If we look at airborne options, we have cameras mounted on UAVs (drones) which are capturing some farmer attention and chequebooks. These can give you an indication of the relative amounts of feed on farm, in particular where there are areas of different growth.

Farmers have also used the information to estimate crop available, but we have yet to see a drone-based system with imaging calibrated to ryegrass cultivars that gives a suitable measure of pasture dry matter for pasture allocation and management.

Slightly further off the ground are fixed-wing aircraft mounted with cameras, which some companies are promoting to measure crop growth and plant stress. It is suggested that aircraft become a more economic option over areas greater than about 1000ha. The usefulness of the data comes back to the camera used and with fixed-wing aircraft there is potential to carry a much more sophisticated camera than with a drone.

This concept is being studied by another Primary Growth Partnership programme, Pioneering to Precision, led by Ravensdown, where an advanced sensor (camera) attached to a light aircraft is being used to remotely sense the nutrient status of hill-country pastures. This should translate to lower-cost options once the essential spectral attributes are known and calibrated.

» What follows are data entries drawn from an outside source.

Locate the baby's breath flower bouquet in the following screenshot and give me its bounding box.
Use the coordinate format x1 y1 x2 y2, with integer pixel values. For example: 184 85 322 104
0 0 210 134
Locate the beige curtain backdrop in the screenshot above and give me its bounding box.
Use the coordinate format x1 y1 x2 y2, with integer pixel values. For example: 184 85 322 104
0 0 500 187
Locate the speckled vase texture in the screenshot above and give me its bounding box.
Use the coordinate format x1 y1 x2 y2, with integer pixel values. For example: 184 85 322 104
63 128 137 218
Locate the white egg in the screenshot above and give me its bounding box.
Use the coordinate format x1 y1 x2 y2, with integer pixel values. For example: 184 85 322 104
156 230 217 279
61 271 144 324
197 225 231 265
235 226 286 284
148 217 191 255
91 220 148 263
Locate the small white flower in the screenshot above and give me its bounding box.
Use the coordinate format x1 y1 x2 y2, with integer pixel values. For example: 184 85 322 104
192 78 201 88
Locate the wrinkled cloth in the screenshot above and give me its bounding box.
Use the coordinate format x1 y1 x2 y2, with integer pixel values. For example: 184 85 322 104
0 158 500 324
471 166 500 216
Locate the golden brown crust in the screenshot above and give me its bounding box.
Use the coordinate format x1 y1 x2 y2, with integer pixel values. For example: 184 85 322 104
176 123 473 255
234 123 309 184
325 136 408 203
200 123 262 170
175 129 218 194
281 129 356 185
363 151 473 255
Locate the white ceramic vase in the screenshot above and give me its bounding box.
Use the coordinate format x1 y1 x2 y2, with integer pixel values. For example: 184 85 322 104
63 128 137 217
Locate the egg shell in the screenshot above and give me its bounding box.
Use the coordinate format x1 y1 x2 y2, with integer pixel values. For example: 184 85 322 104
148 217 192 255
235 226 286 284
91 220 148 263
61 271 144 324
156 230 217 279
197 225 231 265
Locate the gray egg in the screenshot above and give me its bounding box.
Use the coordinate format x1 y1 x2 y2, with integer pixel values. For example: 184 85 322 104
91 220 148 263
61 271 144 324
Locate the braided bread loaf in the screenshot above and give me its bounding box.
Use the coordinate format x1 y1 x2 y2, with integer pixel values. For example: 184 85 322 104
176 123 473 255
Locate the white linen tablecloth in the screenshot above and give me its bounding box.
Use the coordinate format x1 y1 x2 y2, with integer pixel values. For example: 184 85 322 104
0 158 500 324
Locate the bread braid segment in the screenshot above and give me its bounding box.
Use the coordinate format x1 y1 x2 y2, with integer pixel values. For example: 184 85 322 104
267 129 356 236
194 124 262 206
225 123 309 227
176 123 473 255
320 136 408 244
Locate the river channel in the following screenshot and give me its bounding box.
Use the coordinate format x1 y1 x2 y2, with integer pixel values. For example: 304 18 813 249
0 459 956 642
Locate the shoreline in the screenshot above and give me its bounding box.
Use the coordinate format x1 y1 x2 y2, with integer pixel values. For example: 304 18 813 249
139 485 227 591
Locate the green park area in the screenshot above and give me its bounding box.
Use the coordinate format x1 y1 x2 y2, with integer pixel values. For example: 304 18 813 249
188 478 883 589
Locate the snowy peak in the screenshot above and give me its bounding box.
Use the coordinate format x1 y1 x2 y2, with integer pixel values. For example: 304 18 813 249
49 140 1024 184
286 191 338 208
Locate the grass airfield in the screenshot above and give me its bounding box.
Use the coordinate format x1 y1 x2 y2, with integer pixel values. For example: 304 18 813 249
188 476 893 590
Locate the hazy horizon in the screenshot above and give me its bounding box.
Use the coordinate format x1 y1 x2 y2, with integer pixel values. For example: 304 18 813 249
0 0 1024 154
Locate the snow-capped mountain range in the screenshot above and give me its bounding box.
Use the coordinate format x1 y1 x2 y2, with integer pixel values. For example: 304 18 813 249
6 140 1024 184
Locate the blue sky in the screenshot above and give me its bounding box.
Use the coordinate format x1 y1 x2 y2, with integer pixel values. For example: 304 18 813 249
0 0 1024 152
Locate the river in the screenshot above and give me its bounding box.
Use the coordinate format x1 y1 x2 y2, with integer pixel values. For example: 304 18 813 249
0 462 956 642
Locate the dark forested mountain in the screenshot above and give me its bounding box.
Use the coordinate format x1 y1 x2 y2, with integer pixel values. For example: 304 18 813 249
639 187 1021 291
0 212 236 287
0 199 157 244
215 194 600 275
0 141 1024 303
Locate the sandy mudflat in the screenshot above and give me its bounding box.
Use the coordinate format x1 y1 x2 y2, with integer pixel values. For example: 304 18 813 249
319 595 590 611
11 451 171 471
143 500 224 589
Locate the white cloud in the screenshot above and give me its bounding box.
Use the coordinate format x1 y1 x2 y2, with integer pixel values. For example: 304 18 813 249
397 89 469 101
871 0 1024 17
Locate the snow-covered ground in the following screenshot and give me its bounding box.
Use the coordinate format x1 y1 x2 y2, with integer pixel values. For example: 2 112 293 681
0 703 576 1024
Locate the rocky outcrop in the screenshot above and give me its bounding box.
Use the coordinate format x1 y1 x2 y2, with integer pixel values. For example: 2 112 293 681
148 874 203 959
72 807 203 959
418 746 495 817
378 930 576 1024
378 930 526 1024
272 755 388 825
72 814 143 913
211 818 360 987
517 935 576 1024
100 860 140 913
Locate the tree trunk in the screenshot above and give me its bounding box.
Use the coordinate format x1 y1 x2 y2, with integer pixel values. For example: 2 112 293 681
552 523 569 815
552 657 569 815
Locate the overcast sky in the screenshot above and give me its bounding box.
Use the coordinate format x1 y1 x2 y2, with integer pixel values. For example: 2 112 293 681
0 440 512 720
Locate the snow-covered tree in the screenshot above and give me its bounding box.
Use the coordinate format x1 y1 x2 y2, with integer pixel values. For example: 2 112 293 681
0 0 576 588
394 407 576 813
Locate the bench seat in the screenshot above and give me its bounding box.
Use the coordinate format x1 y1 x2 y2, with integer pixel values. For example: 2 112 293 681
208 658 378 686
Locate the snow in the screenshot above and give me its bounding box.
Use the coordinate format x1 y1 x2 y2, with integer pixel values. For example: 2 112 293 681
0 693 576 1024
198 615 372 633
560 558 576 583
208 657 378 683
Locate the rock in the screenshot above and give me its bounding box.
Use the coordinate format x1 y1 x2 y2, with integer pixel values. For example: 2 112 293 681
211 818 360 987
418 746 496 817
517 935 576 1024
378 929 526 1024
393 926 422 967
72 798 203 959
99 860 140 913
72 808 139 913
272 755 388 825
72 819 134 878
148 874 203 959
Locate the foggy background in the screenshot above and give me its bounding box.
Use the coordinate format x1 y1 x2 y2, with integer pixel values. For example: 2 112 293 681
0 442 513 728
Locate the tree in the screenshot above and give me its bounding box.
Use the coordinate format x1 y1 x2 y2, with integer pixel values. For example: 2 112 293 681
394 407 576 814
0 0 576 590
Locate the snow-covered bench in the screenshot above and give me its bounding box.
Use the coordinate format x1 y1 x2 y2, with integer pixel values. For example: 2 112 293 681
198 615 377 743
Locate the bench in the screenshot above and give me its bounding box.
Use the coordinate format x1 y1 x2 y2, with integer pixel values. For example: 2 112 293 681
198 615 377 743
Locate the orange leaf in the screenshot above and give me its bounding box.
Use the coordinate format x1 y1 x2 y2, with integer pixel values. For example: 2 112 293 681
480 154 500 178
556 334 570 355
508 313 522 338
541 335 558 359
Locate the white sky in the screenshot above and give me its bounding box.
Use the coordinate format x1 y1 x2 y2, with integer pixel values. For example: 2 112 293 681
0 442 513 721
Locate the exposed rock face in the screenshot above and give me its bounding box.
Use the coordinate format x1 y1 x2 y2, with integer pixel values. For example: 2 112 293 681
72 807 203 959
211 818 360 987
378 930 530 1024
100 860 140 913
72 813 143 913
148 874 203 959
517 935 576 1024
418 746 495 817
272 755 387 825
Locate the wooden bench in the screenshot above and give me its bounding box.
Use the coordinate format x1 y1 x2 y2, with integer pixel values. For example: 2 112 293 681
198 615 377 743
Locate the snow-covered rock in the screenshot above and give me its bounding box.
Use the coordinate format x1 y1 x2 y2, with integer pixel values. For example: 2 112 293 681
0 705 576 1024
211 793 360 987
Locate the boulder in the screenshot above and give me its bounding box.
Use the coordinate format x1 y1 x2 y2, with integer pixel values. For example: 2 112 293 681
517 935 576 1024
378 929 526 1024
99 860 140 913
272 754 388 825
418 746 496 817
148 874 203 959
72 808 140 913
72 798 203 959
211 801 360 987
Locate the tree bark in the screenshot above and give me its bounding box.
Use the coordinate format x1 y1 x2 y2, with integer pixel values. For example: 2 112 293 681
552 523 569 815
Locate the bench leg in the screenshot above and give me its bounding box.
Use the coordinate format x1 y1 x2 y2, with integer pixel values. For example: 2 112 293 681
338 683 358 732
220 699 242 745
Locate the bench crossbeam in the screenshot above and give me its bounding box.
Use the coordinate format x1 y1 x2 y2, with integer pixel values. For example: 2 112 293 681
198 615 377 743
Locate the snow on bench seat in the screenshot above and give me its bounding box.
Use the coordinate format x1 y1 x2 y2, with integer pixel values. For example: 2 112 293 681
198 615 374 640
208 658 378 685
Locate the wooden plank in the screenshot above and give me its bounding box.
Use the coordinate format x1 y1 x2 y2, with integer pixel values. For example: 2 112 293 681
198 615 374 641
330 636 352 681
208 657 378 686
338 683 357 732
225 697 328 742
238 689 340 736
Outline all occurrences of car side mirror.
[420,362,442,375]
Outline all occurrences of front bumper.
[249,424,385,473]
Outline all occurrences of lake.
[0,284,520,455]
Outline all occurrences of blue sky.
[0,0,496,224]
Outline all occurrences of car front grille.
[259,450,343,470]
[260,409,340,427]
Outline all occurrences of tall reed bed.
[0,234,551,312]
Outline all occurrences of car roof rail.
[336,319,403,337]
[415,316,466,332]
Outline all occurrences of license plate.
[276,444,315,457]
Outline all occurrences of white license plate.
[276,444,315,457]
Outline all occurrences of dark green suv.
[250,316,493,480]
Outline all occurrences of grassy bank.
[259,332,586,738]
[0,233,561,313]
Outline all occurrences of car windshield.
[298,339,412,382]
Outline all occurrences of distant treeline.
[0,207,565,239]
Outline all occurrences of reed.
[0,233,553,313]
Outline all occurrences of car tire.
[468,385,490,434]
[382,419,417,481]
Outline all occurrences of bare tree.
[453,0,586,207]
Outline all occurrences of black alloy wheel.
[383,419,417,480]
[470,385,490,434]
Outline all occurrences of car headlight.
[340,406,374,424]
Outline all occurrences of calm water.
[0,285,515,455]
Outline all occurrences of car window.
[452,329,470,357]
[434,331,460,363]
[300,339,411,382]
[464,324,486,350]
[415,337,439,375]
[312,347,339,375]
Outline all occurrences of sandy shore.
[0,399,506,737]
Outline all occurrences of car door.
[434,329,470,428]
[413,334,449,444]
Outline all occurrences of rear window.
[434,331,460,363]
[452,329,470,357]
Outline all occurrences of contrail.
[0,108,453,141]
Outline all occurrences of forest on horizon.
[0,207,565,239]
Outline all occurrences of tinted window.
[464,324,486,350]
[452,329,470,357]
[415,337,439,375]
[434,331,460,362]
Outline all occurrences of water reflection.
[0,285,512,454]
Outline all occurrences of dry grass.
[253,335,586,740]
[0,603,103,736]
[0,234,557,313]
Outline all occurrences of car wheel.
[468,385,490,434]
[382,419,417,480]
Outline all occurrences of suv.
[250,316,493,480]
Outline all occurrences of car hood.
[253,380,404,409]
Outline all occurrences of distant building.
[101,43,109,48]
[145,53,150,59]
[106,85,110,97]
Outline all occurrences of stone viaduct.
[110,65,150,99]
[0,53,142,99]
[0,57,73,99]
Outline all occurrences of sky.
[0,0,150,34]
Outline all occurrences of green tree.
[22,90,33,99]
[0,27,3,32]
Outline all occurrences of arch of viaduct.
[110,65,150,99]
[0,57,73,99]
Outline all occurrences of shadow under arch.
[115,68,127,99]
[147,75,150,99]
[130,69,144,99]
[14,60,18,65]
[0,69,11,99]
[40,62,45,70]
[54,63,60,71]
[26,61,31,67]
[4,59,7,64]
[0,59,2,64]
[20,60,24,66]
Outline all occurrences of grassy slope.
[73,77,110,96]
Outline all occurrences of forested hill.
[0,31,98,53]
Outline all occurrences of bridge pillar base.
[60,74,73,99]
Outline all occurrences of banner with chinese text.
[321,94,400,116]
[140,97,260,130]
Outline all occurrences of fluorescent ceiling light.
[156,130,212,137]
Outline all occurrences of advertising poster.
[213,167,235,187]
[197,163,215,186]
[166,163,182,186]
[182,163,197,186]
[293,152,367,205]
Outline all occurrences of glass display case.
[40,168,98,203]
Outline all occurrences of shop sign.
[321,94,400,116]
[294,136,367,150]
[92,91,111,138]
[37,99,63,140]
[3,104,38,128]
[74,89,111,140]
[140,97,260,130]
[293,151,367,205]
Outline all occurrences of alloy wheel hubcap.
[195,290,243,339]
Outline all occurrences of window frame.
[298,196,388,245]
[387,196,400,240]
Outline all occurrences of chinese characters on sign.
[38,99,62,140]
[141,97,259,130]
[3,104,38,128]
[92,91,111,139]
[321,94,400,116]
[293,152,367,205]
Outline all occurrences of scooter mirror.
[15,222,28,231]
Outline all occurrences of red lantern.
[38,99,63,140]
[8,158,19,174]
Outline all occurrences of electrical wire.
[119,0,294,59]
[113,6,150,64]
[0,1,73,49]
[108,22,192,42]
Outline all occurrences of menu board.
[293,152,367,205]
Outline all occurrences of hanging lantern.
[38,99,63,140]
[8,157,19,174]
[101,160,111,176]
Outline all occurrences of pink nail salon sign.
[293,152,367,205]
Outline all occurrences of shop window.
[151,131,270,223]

Back in space, all is not lost. Better sensors are going up on satellites all the time and they are whizzing overhead far more often – at least daily. This gives us a better chance of finding gaps in Aotearoa's famous long, white shroud or using new methods to see through the cloud. We expect to see more progress in this area in the very near future.

What should farmers be looking for from pasture measurement technologies?

Farms often have different needs for pasture measurement depending on whether they are multi-farm businesses, owner-operators, sharemilkers or large corporate farms.

Our team recently examined the views of a group of New Zealand and international pasture management experts to determine the important attributes that farmers should expect from pasture measuring devices.

From this it was agreed that important functional requirements included: ease of use; low labour (eg less than 2 hours/100ha); data easily uploaded to any pasture software; and the device calibrated to our ryegrass/clover cultivars.

We identified three main decision-making contexts for pasture data: ranking paddocks; daily allocation of pasture; and identifying paddocks for pasture renewal. The data accuracy and frequency will be different depending on the end use of the data.

For ranking paddocks and assessing the farm average pasture cover, repeatability was considered to be a little more important than accuracy. Measurements need to be every 7-10 days in high pasture growth periods (eg spring) and the data needs to be available within 24 hours of measurement. This is particularly important to consider when subscribing to a contracted service.

For pasture allocation, the measurement needs to be more accurate and the data needs to be available within 2-3 hours but preferably immediately, eg so break fences can be erected while out in the paddock.

If new technology can help you nail these factors then you'll be a fair way towards growing more green – in your paddocks and farm bank balance.

Turning measurement into money - What can you do now to assess your pasture?

Frequency is king: Getting frequent data during high growth periods keeps your finger on the pulse. Augment formal data collection with regular assessment of residuals and the high cover paddocks.

Large farm and many staff? A tow-behind device may be most efficient. Set up your paddocks to make moving around easier and make sure you've got Health and Safety covered off.

Short on time? Think about contracting someone in to measure pasture for you.

Data doesn't make decisions: If you have taken the time to collect data, use it to make good decisions by getting more training for yourself and the team, using good grazing software or a farm consultant.